(Editor’s Note: Bethany Tanis has authored many great comments on the BJS website, particularly concerning Calvinism and so we asked her to do a little writing for us on the relationship between Calvinism and Evangelicalism. It is a good thing for the Brothers and all our readers to understand the various denominational tag lines out there as we seek to uphold the Lutheran Confessions and distinguish them from false confessions. Bethany has a Ph.D. from Boston College in modern British history and is starting an assistant professorship in modern European history at Aquinas College, Grand Rapids, MI in the fall. This is part three of a five part series. To view the other posts in this series click the “related posts” button under the Brother’s Cafe.)
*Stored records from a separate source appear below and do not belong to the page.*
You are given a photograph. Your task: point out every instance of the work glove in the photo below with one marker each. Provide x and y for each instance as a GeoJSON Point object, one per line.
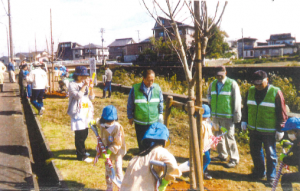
{"type": "Point", "coordinates": [163, 185]}
{"type": "Point", "coordinates": [284, 145]}
{"type": "Point", "coordinates": [223, 129]}
{"type": "Point", "coordinates": [161, 118]}
{"type": "Point", "coordinates": [92, 122]}
{"type": "Point", "coordinates": [244, 126]}
{"type": "Point", "coordinates": [282, 156]}
{"type": "Point", "coordinates": [106, 156]}
{"type": "Point", "coordinates": [279, 135]}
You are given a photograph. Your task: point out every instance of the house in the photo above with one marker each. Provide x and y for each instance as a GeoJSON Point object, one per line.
{"type": "Point", "coordinates": [186, 31]}
{"type": "Point", "coordinates": [64, 50]}
{"type": "Point", "coordinates": [277, 45]}
{"type": "Point", "coordinates": [117, 48]}
{"type": "Point", "coordinates": [33, 56]}
{"type": "Point", "coordinates": [90, 51]}
{"type": "Point", "coordinates": [133, 50]}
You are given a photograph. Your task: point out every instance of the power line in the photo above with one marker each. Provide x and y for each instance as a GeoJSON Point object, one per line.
{"type": "Point", "coordinates": [4, 8]}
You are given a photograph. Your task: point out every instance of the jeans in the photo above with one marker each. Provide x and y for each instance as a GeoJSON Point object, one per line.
{"type": "Point", "coordinates": [257, 154]}
{"type": "Point", "coordinates": [140, 132]}
{"type": "Point", "coordinates": [206, 160]}
{"type": "Point", "coordinates": [107, 86]}
{"type": "Point", "coordinates": [287, 179]}
{"type": "Point", "coordinates": [37, 98]}
{"type": "Point", "coordinates": [80, 137]}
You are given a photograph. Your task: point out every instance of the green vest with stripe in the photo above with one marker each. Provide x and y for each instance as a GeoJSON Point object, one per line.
{"type": "Point", "coordinates": [262, 117]}
{"type": "Point", "coordinates": [146, 111]}
{"type": "Point", "coordinates": [221, 104]}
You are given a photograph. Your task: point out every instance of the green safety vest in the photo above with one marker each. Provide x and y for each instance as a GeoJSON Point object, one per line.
{"type": "Point", "coordinates": [146, 112]}
{"type": "Point", "coordinates": [262, 117]}
{"type": "Point", "coordinates": [221, 104]}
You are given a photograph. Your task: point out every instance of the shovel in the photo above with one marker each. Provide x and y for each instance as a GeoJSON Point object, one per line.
{"type": "Point", "coordinates": [158, 178]}
{"type": "Point", "coordinates": [112, 176]}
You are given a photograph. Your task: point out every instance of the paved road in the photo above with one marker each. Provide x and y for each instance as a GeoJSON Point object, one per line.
{"type": "Point", "coordinates": [15, 166]}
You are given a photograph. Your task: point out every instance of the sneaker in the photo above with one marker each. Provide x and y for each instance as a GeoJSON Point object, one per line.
{"type": "Point", "coordinates": [41, 111]}
{"type": "Point", "coordinates": [270, 183]}
{"type": "Point", "coordinates": [218, 159]}
{"type": "Point", "coordinates": [207, 176]}
{"type": "Point", "coordinates": [88, 160]}
{"type": "Point", "coordinates": [231, 164]}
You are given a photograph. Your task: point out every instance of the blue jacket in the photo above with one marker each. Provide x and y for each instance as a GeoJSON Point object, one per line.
{"type": "Point", "coordinates": [130, 103]}
{"type": "Point", "coordinates": [10, 67]}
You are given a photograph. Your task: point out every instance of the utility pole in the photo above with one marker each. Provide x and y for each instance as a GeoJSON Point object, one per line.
{"type": "Point", "coordinates": [102, 30]}
{"type": "Point", "coordinates": [10, 32]}
{"type": "Point", "coordinates": [243, 43]}
{"type": "Point", "coordinates": [138, 35]}
{"type": "Point", "coordinates": [7, 41]}
{"type": "Point", "coordinates": [198, 164]}
{"type": "Point", "coordinates": [51, 88]}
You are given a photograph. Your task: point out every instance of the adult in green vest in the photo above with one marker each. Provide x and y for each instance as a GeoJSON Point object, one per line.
{"type": "Point", "coordinates": [264, 114]}
{"type": "Point", "coordinates": [145, 105]}
{"type": "Point", "coordinates": [225, 100]}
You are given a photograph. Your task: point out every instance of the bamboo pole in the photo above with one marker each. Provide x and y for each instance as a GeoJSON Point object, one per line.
{"type": "Point", "coordinates": [197, 162]}
{"type": "Point", "coordinates": [168, 110]}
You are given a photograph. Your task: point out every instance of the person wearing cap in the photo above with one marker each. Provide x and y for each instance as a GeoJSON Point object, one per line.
{"type": "Point", "coordinates": [113, 137]}
{"type": "Point", "coordinates": [145, 105]}
{"type": "Point", "coordinates": [225, 100]}
{"type": "Point", "coordinates": [138, 175]}
{"type": "Point", "coordinates": [264, 114]}
{"type": "Point", "coordinates": [81, 109]}
{"type": "Point", "coordinates": [2, 71]}
{"type": "Point", "coordinates": [292, 127]}
{"type": "Point", "coordinates": [39, 83]}
{"type": "Point", "coordinates": [11, 71]}
{"type": "Point", "coordinates": [107, 82]}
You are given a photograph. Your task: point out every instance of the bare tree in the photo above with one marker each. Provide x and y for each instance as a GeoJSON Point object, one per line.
{"type": "Point", "coordinates": [203, 30]}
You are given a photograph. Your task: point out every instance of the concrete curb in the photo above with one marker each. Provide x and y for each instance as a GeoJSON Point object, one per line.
{"type": "Point", "coordinates": [62, 184]}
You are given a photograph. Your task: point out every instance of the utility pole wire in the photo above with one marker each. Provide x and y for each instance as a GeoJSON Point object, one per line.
{"type": "Point", "coordinates": [4, 8]}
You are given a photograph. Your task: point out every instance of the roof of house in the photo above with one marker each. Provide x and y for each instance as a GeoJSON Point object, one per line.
{"type": "Point", "coordinates": [247, 39]}
{"type": "Point", "coordinates": [121, 42]}
{"type": "Point", "coordinates": [90, 46]}
{"type": "Point", "coordinates": [283, 36]}
{"type": "Point", "coordinates": [167, 24]}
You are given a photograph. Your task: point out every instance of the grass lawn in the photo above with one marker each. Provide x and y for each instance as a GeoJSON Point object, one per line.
{"type": "Point", "coordinates": [56, 128]}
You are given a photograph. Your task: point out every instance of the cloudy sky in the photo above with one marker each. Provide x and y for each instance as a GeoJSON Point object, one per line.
{"type": "Point", "coordinates": [81, 20]}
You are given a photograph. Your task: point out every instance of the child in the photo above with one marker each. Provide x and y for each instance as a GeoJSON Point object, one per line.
{"type": "Point", "coordinates": [292, 126]}
{"type": "Point", "coordinates": [112, 135]}
{"type": "Point", "coordinates": [138, 175]}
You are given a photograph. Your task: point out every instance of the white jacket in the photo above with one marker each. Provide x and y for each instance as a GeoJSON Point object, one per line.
{"type": "Point", "coordinates": [38, 78]}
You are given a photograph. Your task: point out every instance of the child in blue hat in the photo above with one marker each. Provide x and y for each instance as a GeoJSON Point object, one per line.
{"type": "Point", "coordinates": [113, 137]}
{"type": "Point", "coordinates": [292, 127]}
{"type": "Point", "coordinates": [138, 175]}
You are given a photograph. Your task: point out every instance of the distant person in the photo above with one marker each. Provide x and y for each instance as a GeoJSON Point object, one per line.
{"type": "Point", "coordinates": [11, 71]}
{"type": "Point", "coordinates": [107, 82]}
{"type": "Point", "coordinates": [225, 100]}
{"type": "Point", "coordinates": [81, 109]}
{"type": "Point", "coordinates": [38, 78]}
{"type": "Point", "coordinates": [264, 114]}
{"type": "Point", "coordinates": [2, 71]}
{"type": "Point", "coordinates": [145, 105]}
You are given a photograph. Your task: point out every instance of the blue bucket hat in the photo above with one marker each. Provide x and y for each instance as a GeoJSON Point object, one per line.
{"type": "Point", "coordinates": [157, 131]}
{"type": "Point", "coordinates": [81, 71]}
{"type": "Point", "coordinates": [206, 113]}
{"type": "Point", "coordinates": [292, 123]}
{"type": "Point", "coordinates": [109, 113]}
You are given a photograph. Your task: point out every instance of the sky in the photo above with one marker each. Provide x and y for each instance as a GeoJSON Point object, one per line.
{"type": "Point", "coordinates": [81, 20]}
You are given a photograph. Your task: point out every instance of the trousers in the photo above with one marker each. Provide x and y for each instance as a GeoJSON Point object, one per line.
{"type": "Point", "coordinates": [227, 145]}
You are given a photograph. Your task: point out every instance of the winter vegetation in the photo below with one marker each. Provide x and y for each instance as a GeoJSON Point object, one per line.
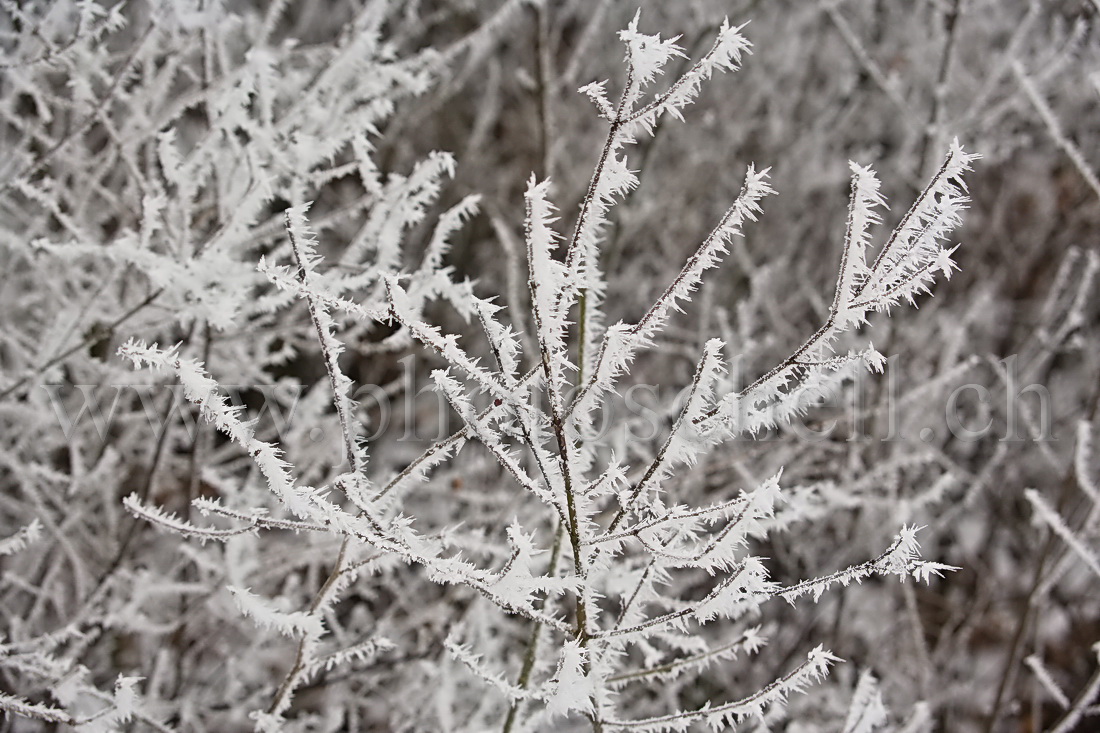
{"type": "Point", "coordinates": [530, 365]}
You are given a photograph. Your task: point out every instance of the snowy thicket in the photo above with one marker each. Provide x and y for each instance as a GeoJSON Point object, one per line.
{"type": "Point", "coordinates": [451, 367]}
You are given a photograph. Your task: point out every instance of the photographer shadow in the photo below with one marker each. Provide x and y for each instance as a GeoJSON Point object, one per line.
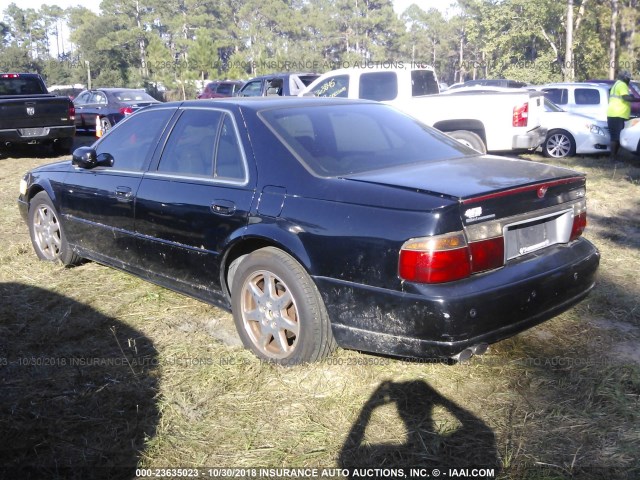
{"type": "Point", "coordinates": [78, 389]}
{"type": "Point", "coordinates": [469, 444]}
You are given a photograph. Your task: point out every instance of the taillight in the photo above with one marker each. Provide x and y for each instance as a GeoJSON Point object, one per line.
{"type": "Point", "coordinates": [579, 220]}
{"type": "Point", "coordinates": [521, 115]}
{"type": "Point", "coordinates": [445, 258]}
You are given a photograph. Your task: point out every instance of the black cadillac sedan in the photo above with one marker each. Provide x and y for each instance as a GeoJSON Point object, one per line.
{"type": "Point", "coordinates": [322, 221]}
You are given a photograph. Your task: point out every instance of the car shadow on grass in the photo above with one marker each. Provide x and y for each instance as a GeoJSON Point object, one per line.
{"type": "Point", "coordinates": [439, 435]}
{"type": "Point", "coordinates": [77, 389]}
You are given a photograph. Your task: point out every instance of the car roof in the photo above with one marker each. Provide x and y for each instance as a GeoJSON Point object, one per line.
{"type": "Point", "coordinates": [573, 84]}
{"type": "Point", "coordinates": [263, 103]}
{"type": "Point", "coordinates": [282, 74]}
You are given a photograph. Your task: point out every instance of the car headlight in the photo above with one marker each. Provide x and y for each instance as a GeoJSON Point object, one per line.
{"type": "Point", "coordinates": [595, 129]}
{"type": "Point", "coordinates": [23, 187]}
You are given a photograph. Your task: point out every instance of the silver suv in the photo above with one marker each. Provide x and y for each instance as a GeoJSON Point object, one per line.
{"type": "Point", "coordinates": [590, 99]}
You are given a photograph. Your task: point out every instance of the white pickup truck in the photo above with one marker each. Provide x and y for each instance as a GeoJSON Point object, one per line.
{"type": "Point", "coordinates": [484, 120]}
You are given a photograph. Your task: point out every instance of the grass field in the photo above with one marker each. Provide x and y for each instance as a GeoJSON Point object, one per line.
{"type": "Point", "coordinates": [103, 371]}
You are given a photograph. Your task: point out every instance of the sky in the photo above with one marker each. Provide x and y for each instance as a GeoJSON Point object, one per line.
{"type": "Point", "coordinates": [398, 5]}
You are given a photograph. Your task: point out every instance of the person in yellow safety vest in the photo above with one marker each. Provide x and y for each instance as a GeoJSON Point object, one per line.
{"type": "Point", "coordinates": [619, 109]}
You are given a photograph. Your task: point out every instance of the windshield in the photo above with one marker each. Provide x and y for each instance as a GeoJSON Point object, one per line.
{"type": "Point", "coordinates": [549, 106]}
{"type": "Point", "coordinates": [343, 139]}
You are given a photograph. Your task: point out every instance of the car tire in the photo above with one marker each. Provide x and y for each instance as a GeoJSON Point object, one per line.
{"type": "Point", "coordinates": [470, 139]}
{"type": "Point", "coordinates": [47, 234]}
{"type": "Point", "coordinates": [278, 311]}
{"type": "Point", "coordinates": [559, 144]}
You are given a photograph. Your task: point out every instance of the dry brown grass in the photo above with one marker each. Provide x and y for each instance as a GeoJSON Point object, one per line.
{"type": "Point", "coordinates": [561, 399]}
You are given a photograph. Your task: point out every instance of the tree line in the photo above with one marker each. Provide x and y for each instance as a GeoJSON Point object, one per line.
{"type": "Point", "coordinates": [175, 42]}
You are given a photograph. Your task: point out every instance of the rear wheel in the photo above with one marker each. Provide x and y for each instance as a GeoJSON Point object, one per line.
{"type": "Point", "coordinates": [278, 311]}
{"type": "Point", "coordinates": [470, 139]}
{"type": "Point", "coordinates": [47, 234]}
{"type": "Point", "coordinates": [559, 144]}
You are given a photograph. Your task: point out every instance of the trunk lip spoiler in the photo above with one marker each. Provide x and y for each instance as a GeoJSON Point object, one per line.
{"type": "Point", "coordinates": [539, 186]}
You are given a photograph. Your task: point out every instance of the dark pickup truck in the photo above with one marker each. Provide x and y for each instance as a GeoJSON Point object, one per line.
{"type": "Point", "coordinates": [30, 115]}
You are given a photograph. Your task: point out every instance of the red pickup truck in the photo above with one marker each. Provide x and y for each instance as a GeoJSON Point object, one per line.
{"type": "Point", "coordinates": [29, 114]}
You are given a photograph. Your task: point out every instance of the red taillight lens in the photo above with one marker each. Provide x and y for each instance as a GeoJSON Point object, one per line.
{"type": "Point", "coordinates": [438, 259]}
{"type": "Point", "coordinates": [446, 258]}
{"type": "Point", "coordinates": [521, 115]}
{"type": "Point", "coordinates": [487, 254]}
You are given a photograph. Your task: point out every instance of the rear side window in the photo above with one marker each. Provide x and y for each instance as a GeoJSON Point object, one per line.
{"type": "Point", "coordinates": [252, 89]}
{"type": "Point", "coordinates": [557, 95]}
{"type": "Point", "coordinates": [423, 82]}
{"type": "Point", "coordinates": [337, 140]}
{"type": "Point", "coordinates": [379, 86]}
{"type": "Point", "coordinates": [204, 143]}
{"type": "Point", "coordinates": [587, 96]}
{"type": "Point", "coordinates": [190, 147]}
{"type": "Point", "coordinates": [132, 140]}
{"type": "Point", "coordinates": [337, 86]}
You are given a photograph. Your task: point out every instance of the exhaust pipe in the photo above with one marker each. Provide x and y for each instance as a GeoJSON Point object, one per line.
{"type": "Point", "coordinates": [469, 352]}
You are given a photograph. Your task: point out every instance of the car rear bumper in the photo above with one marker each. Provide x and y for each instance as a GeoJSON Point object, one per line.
{"type": "Point", "coordinates": [530, 140]}
{"type": "Point", "coordinates": [15, 135]}
{"type": "Point", "coordinates": [593, 143]}
{"type": "Point", "coordinates": [435, 321]}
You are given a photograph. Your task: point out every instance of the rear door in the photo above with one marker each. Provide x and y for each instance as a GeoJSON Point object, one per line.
{"type": "Point", "coordinates": [193, 200]}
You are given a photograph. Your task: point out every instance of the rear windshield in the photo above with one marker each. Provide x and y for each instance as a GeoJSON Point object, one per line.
{"type": "Point", "coordinates": [133, 96]}
{"type": "Point", "coordinates": [338, 140]}
{"type": "Point", "coordinates": [20, 86]}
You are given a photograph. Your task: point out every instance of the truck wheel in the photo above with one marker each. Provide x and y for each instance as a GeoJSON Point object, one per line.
{"type": "Point", "coordinates": [47, 235]}
{"type": "Point", "coordinates": [470, 139]}
{"type": "Point", "coordinates": [278, 311]}
{"type": "Point", "coordinates": [559, 144]}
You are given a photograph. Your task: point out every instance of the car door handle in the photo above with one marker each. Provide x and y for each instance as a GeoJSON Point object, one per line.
{"type": "Point", "coordinates": [223, 207]}
{"type": "Point", "coordinates": [123, 194]}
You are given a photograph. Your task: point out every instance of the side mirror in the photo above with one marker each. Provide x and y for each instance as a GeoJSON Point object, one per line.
{"type": "Point", "coordinates": [84, 157]}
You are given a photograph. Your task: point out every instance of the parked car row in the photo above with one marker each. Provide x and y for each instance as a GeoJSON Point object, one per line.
{"type": "Point", "coordinates": [320, 222]}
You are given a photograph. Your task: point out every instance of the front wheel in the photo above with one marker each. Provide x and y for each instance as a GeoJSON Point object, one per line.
{"type": "Point", "coordinates": [47, 235]}
{"type": "Point", "coordinates": [559, 144]}
{"type": "Point", "coordinates": [278, 311]}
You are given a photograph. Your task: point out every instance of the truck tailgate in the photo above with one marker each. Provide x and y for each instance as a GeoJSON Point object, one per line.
{"type": "Point", "coordinates": [19, 112]}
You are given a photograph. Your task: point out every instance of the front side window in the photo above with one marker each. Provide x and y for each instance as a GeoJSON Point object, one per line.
{"type": "Point", "coordinates": [336, 86]}
{"type": "Point", "coordinates": [557, 95]}
{"type": "Point", "coordinates": [83, 98]}
{"type": "Point", "coordinates": [133, 139]}
{"type": "Point", "coordinates": [423, 82]}
{"type": "Point", "coordinates": [379, 86]}
{"type": "Point", "coordinates": [252, 89]}
{"type": "Point", "coordinates": [587, 96]}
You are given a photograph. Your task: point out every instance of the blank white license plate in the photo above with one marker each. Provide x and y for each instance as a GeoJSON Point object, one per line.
{"type": "Point", "coordinates": [34, 132]}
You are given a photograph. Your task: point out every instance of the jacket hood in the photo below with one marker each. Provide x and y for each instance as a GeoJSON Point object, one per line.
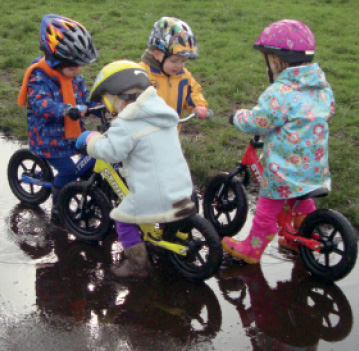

John Calvin’s emphasis on the importance of human reason led to the adoption of the philosophical presupposition that the finite cannot contain the infinite (finitum non est capax infiniti). In good Lutheran fashion, we may ask, “What does this mean”? Remember that Calvin grew up in France and received a humanist education. Much of humanism at this time was tinged with the effects of the neo-Platonic revival. According to Plato, the material world isn’t really “real.” Instead, the highest and most real things are ideas or “forms.” The world of material reality and the world of ideas or forms do not intersect; the only possible connection is through the mind elevating itself to contemplate ideas. Coming from this background, Calvin and his followers argued that the divine cannot join itself to the material in a way that allows for interpenetration. This has dramatic implications for Christology and Calvin’s doctrine of the sacraments!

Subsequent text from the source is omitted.